Mozilla 1024-Bit Cert Deprecation Leaves 107,000 Sites Untrusted

msm1267 writes: Mozilla has deprecated 1024-bit RSA certificate authority certificates in Firefox 32 and Thunderbird. While there are pluses to the move such as a requirement for longer, stronger keys, at least 107,000 websites will no longer be trusted by Mozilla. Data from HD Moore's Project Sonar, which indexes more than 20 million websites, found 107,535 sites using a cert signed by what will soon be an untrusted CA certificate. Grouping those 107,000-plus sites by certificate expiration date, the results show that 76,185 certificates had expired as of Aug. 25; of the 65 million certificates in the total scan, 845,599 had expired but were still in use as of Aug. 25, Moore said.

Good

[Threni]

A browser not trusting something that's not to be trusted is a positive thing. Yes, some old sites will suffer. That's how it's supposed to work. They'd better up their game. People expect security to be take more seriously these days, as there is more at stake and more muppets with a lot of time on their hands trying to attack you.

Re:oh. so nobody's actively managing them?

[Charliemopps]

hackers, start your engines...

No ones every managing them. These things are like domain names... they cost pennies and last for years... so despite their importance they fall to the bottom of businesses radar. A place I worked at a few years ago let their multi-million dollar domain expire. The registrar had been sending emails to an employee that had no longer worked there for quite a while...

The end result? It went down on a Sunday, and one of our hourly tech support guys (Making about $10/hr at the time) figured out what happened and registered the domain on his personal credit card and redirected it because he didn't know who to call. He got dinner out with the president of the company who shook his hand, asked him politely if he'd mind transferring the domain back to the company, which he did.

That guy, years later, ended up being my boss and making six figures. It pays to be clever on occasion. He always joked that the company could have sued him for what he did to get the domain back anyway but he was impressed the president thanked him and asked for it back personally.

Re: oh. so nobody's actively managing them?

[corychristison]

Was the domain being used? Or just squatting on it?

If you were actively using it, and it expired, you have a grace period of anywhere from 30 days to 90 days depending on the TLD, when this happened and who the registrar was/is.

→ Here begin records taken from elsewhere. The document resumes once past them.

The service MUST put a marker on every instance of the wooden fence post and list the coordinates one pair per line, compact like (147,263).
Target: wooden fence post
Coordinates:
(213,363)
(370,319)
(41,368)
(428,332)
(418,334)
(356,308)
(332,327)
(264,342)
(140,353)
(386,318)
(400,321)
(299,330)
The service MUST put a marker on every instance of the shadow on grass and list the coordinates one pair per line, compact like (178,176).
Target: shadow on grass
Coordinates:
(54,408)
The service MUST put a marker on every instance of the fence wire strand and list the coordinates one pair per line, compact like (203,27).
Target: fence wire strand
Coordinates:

With that said, your point is completely valid. Domain names, SSL certificates, and hosting accounts tend to be forgotten. I own a web design/development/hosting company. We actively maintain records of who we need to be dealing with, as well as their managers in the event our contact stops responding. As well, we introduced a fully managed service in which we manage everything for our clients, and we send them a single monthly invoice. Because it is billed every month, their services continue to Just Workâ, and in turn we are keeping consistent contact with them.

We have had the most problems with non-profit organizations. They are typically volunteer run, with a high turn over rate.

Re:Exaggerated, somewhat hysterical decision

[Dahan]

Who cares how many "high end-PC years" it took? Nobody's going to try to factor a 1024-bit modulus using a single high-end PC. It took 4 actual years to factor 10 numbers. And why do you think someone who wants to factor the RSA modulus for a 1024-bit CA cert would have waited until today to start the process? Those certs have been around for over 10 years; if someone with enough computing power wanted to factor one, they could be done by now.